Earlier this year at its annual Davos shindig, the World Economic Forum made its theme “stakeholder capitalism”, defined by Peter Brabeck-Letmathe, chairman emeritus at Nestlé, as a need for business to  “create value for the many people, resources and communities it impacts”, not just shareholders, adding value for “employees, our community, and to another important stakeholder… planet Earth”.

That raises the question of how stakeholder governance might work. Not everyone sees it as feasible, despite its current popularity. According to Addisu Lashitew, fellow at the Brookings Institution, stakeholder capitalism requires a “fundamental rethinking of corporate governance systems and legal frameworks” because “regulators and lawmakers will have to work out the legal mechanisms that hold managers accountable to this renewed corporate mission”.

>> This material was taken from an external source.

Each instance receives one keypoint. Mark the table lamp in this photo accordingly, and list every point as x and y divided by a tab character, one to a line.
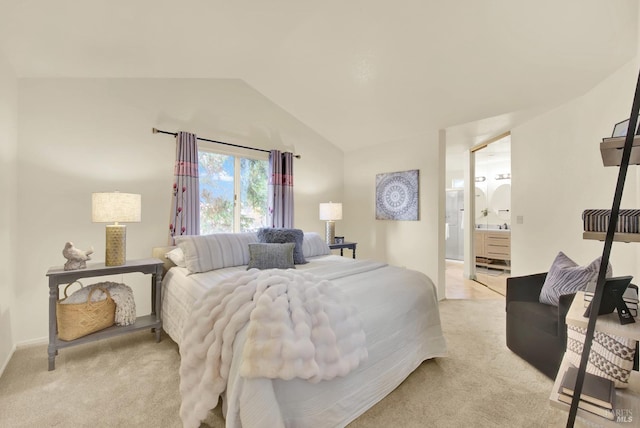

For many that is a tall order and in some quarters there is outright opposition to the idea of “stakeholderism”. Lucian Bebchuk and Roberto Tallarita, of Harvard Law School, argue the hopes of stakeholder capitalism are “illusory” and will insulate executives from shareholders, increase costs and delay reform when it is needed.

UK businesses have good reason to be concerned with stakeholders and their interests. The 2018 review of the corporate governance code not only told companies they should “establish purpose, value and strategy”, but also asked they build “effective engagement” with shareholders and stakeholders. Recent changes mean UK board directors also have to report against their responsibilities in section 172 of the Companies Act, which spells out duties in relation to stakeholders.

In recent years government interest in corporate governance has extended mostly to reforming audit, audit regulation, audit committees and the audit process following a number of high-profile scandals. A modest move was made to introduce employee involvement on boards, first begun under previous prime minister Theresa May, though this has been mostly through the appointment of non-executives in charge of gathering employee views rather throwing boardroom doors open to workers.

The overwhelming importance of sustainability and climate change underlines a continuing need for governance to evolve. Carum Basra hopes the new centre will contribute to any future review of the UK code. It’s likely that the current version will not be in place for long before there is pressure for further change.